Undiagnosed pleural effusion is a diagnostic dilemma especially in exudative pleural effusions (EPE). 20-40 % are unable to be attributed to a specific diagnosis, even after thoracentesis and closed pleural biopsy. Thoracoscopy has been demonstrated to increase the diagnostic yield in undiagnosed EPE. The diagnostic yield of thoracoscopy in malignant and TB pleural effusion ranges from 91% to 94% and 93% to 100%, respectively. Rigid thoracoscopy has traditionally been the modality of choice. The recently introduced semirigid thoracoscope provides ease of handling like a flexible bronchoscope. However, there are concerns about the diagnostic yield of semi-rigid thoracoscopy when compared with rigid thoracoscopy.

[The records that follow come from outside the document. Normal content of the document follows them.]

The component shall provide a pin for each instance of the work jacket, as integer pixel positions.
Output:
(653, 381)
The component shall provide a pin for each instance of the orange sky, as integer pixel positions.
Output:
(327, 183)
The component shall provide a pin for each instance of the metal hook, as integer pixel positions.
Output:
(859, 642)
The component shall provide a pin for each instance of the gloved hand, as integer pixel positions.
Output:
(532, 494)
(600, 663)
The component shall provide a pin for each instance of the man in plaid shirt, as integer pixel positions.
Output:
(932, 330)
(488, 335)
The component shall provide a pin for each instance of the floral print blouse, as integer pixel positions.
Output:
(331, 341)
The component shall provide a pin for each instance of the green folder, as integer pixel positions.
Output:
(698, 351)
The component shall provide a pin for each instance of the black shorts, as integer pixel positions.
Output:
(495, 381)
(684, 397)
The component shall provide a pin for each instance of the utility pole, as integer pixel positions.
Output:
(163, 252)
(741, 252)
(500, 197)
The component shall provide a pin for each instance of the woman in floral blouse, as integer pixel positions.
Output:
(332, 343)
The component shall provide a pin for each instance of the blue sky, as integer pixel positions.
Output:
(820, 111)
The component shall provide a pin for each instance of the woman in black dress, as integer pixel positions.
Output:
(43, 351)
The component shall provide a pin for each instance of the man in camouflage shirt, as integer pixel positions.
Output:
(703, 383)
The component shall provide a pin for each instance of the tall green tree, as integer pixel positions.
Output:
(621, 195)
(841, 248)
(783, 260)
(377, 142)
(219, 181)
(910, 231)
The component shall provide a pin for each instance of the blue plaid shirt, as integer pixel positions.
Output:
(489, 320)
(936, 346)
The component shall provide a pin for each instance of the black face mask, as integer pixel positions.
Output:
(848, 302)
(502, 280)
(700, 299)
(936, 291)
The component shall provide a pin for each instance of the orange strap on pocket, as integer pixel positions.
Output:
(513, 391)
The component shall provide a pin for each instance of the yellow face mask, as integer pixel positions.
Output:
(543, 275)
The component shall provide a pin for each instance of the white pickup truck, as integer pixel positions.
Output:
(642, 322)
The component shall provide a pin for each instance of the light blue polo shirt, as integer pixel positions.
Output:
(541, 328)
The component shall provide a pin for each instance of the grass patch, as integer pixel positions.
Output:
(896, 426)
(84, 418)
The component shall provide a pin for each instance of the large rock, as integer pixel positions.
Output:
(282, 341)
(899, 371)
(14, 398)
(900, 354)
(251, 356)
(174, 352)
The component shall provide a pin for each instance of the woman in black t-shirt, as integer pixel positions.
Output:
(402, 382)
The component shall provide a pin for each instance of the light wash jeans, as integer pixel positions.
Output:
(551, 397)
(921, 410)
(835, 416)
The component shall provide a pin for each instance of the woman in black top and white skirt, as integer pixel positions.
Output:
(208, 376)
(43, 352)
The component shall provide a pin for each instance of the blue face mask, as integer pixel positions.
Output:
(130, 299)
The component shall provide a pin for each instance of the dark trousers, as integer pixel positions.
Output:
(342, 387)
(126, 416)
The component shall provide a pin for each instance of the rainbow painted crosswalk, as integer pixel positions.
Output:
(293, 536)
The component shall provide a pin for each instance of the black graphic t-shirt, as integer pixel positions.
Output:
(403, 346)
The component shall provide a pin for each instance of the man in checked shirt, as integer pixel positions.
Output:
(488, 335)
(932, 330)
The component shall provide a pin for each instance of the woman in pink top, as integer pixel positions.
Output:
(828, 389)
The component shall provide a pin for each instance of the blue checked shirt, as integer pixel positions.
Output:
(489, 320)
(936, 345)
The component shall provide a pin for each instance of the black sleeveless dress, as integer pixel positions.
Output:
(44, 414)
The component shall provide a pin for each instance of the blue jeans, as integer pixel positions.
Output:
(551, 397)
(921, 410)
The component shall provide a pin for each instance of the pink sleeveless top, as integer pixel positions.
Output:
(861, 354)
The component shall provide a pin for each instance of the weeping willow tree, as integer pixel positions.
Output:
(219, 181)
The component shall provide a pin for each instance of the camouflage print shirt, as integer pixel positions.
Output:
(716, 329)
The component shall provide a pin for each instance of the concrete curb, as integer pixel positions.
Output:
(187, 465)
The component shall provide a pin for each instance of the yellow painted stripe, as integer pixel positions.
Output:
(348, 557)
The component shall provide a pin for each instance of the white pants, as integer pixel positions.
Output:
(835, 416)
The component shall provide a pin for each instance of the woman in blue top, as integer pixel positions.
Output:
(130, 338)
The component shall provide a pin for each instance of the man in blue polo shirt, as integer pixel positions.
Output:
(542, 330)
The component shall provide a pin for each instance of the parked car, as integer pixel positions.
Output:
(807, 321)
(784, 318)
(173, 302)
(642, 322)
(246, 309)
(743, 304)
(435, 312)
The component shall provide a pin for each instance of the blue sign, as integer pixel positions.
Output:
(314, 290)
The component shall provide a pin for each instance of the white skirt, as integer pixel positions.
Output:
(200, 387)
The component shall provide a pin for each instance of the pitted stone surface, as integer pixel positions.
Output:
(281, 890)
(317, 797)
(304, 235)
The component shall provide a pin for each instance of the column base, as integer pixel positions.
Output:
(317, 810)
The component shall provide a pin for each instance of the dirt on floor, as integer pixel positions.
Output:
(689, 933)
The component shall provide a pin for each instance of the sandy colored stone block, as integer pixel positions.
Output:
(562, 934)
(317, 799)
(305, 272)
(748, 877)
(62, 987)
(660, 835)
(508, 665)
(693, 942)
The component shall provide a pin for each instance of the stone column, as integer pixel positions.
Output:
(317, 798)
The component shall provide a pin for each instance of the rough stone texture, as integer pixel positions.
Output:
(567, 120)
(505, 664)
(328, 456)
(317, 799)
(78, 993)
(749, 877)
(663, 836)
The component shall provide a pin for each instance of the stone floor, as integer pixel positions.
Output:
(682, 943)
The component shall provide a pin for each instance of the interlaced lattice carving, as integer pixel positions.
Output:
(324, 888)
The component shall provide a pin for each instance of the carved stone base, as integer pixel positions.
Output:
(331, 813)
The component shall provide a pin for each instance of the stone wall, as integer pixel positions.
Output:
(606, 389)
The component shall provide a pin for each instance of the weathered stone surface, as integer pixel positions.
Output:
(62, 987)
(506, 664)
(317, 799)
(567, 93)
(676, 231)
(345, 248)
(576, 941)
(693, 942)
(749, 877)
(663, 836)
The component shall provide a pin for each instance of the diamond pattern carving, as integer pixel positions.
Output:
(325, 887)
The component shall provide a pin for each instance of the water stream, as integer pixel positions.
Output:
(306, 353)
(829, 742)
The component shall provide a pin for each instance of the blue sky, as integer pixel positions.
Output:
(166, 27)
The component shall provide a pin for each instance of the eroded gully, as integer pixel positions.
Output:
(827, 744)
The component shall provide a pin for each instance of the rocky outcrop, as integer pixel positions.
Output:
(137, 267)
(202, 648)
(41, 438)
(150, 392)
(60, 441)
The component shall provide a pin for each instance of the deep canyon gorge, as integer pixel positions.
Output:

According to the available literature, the yield of semirigid and rigid thoracoscopy is almost similar if adequate pleural biopsy is obtained. However there are concerns that with semi-rigid thoracoscope, there might be greater incidence of inability to obtain adequate pleural biopsy. On the other hand, the use of conventional rigid thoracoscope may be associated with greater procedure related pain.Mini-Thoracoscopy is a newer rigid thoracoscopy instrument which is smaller in diameter (5.5 mm) and may allow pleural biopsy with a smaller incision. There is scant literature on its utility. The investigators hereby propose to undertake a randomized comparison of rigid 'mini thoracoscope' vs semi rigid thoracoscope in undiagnosed pleural effusions.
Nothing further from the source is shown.